While this line of argument has certainly been stimulating, it has had almost nothing to say about money and finance which strangely enough replicates the shortcomings of neoclassical economics. Apart from mentioning the existence of alternative currencies, the diverse economy seems to take place without any money. Furthermore, the distinction between money and currencies is never really acknowledged as well. In fact, the banality of the neoclassical turn lurks even in the literature that does aim to bring together finance and sustainability. Here, finance is still seen as the kind of sector that directs funds to various industries, thus the analyses fall victim to bankers’ own self-understanding when in reality the modern financiers are simply sucking the money out of the economy. While there might be references to entities like cooperative banks or local exchange trading systems, money itself has not been the focal point in these descriptions. This manner of thought so far rather conveniently avoids the fact that most of the economic projects it celebrates still ultimately depend on dollars, euro-dollars or yen-dollars. There hasn’t been a problematization of the difference between public and private money and what the implications of banking policy are for the ordinary people engaged in commercial activity. It has little to say about the fact that most of the taxation policy in the world is skewed overwhelmingly in favour of the Finance, Insurance and Real Estate (FIRE) sectors which simultaneously takes an enormously heavy toll on labour and other productive factors. It has not seriously engaged with the question of interest-bearing debt nor on the existence of securities, commercial paper and other such assets which currently make the world go round. Through its focus and political emphasis on highlighting the agency of various people on a fairly small-scale, it risks overlooking the broader context in which these activities happen. Quite simply – is the US dollar an enabling or a constraining factor in the diverse economy? What kind of change of direction or innovation is happening if the power of banks is never challenged even on a theoretical level? It seems to me that these need to be the next areas of interest for scholars drawing connections between their fields.

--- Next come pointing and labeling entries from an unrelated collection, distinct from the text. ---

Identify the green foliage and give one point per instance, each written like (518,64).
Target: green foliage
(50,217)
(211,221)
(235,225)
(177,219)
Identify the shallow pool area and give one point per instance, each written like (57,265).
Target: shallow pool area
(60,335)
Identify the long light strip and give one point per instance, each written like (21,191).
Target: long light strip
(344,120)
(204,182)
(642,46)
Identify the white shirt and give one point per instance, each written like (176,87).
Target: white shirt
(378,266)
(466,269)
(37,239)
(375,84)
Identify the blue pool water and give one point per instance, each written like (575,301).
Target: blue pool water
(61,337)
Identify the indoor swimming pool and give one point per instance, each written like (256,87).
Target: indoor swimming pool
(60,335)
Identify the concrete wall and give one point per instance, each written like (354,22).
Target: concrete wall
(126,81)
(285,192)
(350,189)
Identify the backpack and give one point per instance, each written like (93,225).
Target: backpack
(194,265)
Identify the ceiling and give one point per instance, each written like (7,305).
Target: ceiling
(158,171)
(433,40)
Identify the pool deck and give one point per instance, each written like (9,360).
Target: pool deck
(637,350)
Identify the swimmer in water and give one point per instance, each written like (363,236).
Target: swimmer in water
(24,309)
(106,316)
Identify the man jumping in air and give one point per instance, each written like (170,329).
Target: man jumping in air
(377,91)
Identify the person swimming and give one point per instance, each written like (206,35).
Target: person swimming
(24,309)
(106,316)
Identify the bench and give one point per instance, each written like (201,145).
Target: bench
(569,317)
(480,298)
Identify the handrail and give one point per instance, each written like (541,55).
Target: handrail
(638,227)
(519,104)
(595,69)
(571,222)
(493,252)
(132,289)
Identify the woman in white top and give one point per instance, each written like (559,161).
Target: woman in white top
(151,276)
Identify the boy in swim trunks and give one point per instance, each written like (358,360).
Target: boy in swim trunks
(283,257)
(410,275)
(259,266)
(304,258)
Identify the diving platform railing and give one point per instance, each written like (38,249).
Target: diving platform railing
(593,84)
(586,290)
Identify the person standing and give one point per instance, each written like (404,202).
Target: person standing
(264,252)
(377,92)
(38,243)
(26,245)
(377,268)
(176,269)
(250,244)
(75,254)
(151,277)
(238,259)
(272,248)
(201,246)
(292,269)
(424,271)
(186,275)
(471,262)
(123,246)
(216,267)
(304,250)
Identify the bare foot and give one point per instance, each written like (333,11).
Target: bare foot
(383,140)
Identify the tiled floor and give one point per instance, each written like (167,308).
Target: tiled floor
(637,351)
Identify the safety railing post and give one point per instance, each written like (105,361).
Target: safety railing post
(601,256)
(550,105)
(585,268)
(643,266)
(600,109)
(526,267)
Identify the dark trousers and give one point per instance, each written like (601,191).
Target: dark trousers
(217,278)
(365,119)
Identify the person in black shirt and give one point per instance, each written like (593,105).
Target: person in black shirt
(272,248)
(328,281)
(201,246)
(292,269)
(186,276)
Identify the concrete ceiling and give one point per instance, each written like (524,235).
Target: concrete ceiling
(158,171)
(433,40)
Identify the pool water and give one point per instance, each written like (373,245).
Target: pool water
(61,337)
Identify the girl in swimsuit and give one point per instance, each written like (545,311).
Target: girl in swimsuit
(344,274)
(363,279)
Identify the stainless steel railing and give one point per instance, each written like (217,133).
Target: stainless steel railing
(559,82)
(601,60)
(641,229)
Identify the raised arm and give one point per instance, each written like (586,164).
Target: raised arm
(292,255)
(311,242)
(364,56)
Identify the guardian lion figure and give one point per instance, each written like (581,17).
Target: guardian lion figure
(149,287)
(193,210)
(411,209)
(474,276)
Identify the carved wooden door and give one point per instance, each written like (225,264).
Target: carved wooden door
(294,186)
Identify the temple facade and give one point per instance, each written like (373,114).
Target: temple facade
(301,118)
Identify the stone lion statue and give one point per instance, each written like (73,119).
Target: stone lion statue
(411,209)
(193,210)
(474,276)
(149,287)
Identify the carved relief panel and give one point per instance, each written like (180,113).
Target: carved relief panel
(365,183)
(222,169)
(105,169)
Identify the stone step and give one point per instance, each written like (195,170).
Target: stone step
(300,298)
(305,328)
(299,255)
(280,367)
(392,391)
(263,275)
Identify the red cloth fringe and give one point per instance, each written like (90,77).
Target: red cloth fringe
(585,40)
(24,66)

Finally, there is every reason to believe that the financial sector is equally diverse and home to practices that are not necessarily capitalist even though its predatory character does not give much hope for such a belief. Myself, I cannot quite square the co-existence of a sustainable economic paradigm with a class of people legally parasiting upon the labour of others. It is therefore necessary to understand its nuances, the subtle ways in which it infiltrates the dynamics of interaction and to see opportunities in its institutional structure that may be amenable to change.